Penolakan Tambang Emas Ilegal di Duo Koto Diduga Bermuatan Intrik Mafia, Ketua Pemuda Jadi Pahlawan Kesiangan

Pasaman Timur – Penolakan terhadap aktivitas tambang emas ilegal (PETI) di Kecamatan Duo Koto, Kabupaten Pasaman Timur, Sumatera Barat, ternyata bukan murni jeritan rakyat. Fakta di lapangan mengungkapkan, aksi tersebut hanyalah panggung intrik yang dimainkan oleh segelintir pemuda dengan kepentingan gelap. Dalangnya, tak lain Ketua Pemuda Suhardi, yang disebut-sebut menjadi “komando bayangan” dalam drama penolakan itu.
Isu kerusakan lingkungan dan ancaman bencana ekologis hanya dijadikan topeng. Di baliknya, mafia tambang diduga bermain halus, menentukan siapa yang boleh beroperasi dan siapa yang harus disingkirkan.
Nama Agus dan Nono sengaja dilempar ke publik sebagai kambing hitam. Padahal, keduanya hanyalah pion kecil dari puluhan pemain lain yang juga mengeruk keuntungan dari tambang ilegal. Kesalahan mereka sederhana: tidak ikut setor “uang koordinasi” kepada jaringan mafia. Akibatnya, mereka dijadikan sasaran sorotan.
“Jangan heran kenapa hanya Agus dan Nono yang disorot. Itu karena mereka tidak tunduk sama aturan setoran. Pemain lain aman-aman saja,” ujar seorang warga dengan nada getir.

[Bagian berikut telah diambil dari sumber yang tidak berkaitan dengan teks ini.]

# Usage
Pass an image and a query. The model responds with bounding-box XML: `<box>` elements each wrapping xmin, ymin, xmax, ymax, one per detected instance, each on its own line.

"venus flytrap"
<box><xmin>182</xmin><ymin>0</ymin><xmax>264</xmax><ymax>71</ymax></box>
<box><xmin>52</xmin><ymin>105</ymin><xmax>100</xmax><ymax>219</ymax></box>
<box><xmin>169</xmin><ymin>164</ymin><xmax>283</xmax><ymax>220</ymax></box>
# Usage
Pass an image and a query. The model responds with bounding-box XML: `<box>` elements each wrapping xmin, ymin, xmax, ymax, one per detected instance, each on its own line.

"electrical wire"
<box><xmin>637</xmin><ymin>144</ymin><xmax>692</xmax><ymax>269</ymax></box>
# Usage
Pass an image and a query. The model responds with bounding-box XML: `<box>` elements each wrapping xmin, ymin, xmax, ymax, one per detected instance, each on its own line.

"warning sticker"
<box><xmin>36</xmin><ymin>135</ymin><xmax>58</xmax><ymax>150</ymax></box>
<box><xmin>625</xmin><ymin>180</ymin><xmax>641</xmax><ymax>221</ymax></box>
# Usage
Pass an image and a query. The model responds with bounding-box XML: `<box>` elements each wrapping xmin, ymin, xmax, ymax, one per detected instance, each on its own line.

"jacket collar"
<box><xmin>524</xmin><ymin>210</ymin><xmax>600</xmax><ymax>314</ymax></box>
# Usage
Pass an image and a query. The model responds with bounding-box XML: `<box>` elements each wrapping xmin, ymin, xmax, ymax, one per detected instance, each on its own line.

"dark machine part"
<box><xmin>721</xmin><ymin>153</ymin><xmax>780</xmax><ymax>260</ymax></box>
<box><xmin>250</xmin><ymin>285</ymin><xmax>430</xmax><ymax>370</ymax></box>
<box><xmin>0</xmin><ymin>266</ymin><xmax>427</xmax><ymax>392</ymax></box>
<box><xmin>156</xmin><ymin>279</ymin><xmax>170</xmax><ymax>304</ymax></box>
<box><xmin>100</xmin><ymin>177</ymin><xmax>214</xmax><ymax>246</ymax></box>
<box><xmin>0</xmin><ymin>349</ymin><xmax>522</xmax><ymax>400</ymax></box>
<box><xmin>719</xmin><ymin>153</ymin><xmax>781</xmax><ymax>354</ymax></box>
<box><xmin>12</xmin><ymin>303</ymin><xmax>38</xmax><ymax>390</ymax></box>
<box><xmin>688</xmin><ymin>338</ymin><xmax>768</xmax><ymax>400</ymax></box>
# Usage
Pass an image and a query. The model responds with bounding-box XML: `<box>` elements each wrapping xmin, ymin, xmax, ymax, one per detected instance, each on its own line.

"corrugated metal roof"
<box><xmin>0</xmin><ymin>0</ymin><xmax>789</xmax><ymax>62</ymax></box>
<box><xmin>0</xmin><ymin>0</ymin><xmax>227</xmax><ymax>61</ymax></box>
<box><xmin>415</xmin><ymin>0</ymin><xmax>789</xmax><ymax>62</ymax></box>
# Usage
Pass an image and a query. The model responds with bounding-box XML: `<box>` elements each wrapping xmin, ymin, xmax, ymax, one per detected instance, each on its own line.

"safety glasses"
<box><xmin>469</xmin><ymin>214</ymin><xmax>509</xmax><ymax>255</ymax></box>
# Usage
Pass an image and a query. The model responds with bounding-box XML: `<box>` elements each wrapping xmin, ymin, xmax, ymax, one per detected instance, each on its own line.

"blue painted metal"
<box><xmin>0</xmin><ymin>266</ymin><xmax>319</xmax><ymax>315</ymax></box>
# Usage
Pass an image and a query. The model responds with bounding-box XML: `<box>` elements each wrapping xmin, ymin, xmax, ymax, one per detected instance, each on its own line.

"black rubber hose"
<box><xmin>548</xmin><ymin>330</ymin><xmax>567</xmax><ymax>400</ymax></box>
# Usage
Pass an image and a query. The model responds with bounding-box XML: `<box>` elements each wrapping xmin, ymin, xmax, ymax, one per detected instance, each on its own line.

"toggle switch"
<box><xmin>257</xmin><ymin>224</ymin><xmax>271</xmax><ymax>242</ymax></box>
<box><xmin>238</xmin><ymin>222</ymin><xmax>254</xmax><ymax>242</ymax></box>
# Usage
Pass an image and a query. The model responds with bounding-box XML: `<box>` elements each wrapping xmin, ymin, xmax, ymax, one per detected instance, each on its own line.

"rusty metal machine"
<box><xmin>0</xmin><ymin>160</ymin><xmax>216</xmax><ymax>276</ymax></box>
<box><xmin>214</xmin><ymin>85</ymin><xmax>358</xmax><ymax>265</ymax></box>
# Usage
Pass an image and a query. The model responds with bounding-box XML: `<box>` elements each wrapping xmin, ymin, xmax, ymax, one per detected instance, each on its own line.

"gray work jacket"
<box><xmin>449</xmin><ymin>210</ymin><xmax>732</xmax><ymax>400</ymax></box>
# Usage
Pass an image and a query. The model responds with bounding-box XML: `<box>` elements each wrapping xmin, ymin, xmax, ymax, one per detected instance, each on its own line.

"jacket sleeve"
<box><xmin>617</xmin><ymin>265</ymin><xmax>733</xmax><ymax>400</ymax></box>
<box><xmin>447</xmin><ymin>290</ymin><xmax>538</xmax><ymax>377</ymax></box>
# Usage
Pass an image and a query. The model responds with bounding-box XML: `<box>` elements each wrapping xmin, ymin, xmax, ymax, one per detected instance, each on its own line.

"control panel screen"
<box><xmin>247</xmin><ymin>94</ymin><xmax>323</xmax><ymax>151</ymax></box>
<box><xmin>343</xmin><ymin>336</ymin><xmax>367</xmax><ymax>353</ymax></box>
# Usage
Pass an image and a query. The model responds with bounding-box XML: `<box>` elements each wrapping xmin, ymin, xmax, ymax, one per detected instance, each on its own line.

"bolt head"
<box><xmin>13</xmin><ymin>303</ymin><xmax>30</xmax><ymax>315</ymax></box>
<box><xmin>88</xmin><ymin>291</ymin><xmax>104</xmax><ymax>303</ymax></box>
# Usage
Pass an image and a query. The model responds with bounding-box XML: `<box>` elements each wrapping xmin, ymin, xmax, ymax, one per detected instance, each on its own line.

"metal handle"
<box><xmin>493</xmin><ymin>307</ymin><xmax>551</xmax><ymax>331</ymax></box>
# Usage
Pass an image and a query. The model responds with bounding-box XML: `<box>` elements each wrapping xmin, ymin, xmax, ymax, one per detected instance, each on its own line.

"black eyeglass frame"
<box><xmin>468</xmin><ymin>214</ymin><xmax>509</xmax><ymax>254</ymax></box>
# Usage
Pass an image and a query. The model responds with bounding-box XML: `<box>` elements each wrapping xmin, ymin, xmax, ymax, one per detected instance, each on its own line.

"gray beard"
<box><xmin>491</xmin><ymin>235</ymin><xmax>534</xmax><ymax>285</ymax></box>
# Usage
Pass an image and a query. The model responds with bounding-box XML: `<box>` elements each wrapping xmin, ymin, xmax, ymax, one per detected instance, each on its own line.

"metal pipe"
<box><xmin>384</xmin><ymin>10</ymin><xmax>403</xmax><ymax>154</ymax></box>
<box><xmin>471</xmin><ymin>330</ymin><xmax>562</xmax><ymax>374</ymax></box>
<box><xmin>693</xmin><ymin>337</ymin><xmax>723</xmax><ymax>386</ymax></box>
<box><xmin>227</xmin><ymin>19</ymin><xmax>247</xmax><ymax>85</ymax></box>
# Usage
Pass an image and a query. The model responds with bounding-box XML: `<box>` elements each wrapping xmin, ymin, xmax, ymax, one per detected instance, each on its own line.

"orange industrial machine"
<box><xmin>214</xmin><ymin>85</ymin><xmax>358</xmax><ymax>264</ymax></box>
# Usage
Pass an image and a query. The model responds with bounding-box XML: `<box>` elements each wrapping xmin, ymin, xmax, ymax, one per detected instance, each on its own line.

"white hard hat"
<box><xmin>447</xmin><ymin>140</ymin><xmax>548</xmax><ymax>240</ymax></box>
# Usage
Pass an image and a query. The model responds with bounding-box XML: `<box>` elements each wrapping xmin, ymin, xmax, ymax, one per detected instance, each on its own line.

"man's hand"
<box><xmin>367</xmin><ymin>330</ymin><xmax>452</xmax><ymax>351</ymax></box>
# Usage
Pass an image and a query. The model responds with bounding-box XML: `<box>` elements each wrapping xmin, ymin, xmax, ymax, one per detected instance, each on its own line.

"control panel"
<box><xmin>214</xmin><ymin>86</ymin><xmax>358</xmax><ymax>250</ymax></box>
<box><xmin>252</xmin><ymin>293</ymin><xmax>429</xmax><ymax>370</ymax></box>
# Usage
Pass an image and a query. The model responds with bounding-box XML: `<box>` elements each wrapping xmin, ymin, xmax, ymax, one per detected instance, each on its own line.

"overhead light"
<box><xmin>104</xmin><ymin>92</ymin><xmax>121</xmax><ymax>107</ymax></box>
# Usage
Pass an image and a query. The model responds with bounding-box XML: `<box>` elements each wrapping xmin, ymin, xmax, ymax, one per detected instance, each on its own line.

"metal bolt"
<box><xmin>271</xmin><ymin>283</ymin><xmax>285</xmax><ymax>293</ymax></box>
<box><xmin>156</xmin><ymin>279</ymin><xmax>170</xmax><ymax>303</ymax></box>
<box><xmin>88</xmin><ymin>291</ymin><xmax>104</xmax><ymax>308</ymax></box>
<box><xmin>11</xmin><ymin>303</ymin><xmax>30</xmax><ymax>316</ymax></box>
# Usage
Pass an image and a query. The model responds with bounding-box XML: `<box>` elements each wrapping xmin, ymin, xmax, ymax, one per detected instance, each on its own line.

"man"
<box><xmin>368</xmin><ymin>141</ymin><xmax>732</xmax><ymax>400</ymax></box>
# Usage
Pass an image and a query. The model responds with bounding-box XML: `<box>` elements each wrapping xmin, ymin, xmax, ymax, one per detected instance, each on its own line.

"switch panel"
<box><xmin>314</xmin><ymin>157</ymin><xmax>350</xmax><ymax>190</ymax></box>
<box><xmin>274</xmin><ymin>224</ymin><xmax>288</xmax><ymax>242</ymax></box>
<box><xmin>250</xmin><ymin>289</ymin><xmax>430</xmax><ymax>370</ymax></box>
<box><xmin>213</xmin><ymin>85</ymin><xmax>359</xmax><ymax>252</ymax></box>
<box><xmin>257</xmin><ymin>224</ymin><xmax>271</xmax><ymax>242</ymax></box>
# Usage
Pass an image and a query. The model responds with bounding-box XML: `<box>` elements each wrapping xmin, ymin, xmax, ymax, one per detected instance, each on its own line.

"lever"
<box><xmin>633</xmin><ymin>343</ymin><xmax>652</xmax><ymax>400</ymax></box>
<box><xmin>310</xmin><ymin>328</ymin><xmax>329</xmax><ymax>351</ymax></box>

Ironisnya, aktivitas PETI justru semakin meluas. Dari Batang Kundur, operasi tambang ilegal telah merambah Lanai Hilir, Lantai Mudik, Sinabuan hingga Muara Tambangan. Semua disebut berada di bawah kendali Roni Irawan alias Rohom—oknum ASN Dispora Pasaman yang sudah bertahun-tahun dikenal sebagai pemain lama tambang ilegal.
Rohom bukan hanya lihai, tapi juga dikenal congkak. Ucapannya bahkan melecehkan: “Tuhan pun tidak dia takuti, apalagi media abal-abal.” Namun, meski sepak terjangnya sudah jadi rahasia umum, hukum seolah tumpul menghadapi dirinya. Nama Rohom tak pernah benar-benar tersentuh aparat.
Lebih parah lagi, muncul kabar bahwa aparat penegak hukum pun mendapat tekanan. Kapolsek Duo Koto, IPDA Antoni Hasibuan, disebut terhimpit oleh intervensi dari atasan hingga para bos tambang agar tak bertindak tegas.
“Kapolsek pun katanya dapat tekanan, dari atasan sampai bos tambang. Jadi bagaimana bisa bertindak tegas?” beber sumber terpercaya.
Situasi ini semakin memperlihatkan bobroknya penegakan hukum di Pasaman Timur. Masyarakat asli yang benar-benar muak dengan PETI meminta agar aparat dan pemerintah daerah berhenti bermain mata, berhenti jadi macan ompong, serta menindak semua pelaku tanpa pandang bulu—termasuk Ketua Pemuda Suhardi yang diduga ikut menikmati manisnya hasil tambang haram.
PETI di Pasaman Timur adalah cermin paling telanjang bahwa negara sedang kalah telak oleh mafia tambang. Aparat seolah dipasung, hukum berubah jadi dagangan, dan rakyat kecil hanya dijadikan tameng untuk melindungi kepentingan para cukong. Jika kondisi ini terus dibiarkan, Pasaman tidak lagi sekadar daerah, melainkan akan berubah menjadi “republik kecil” milik preman tambang.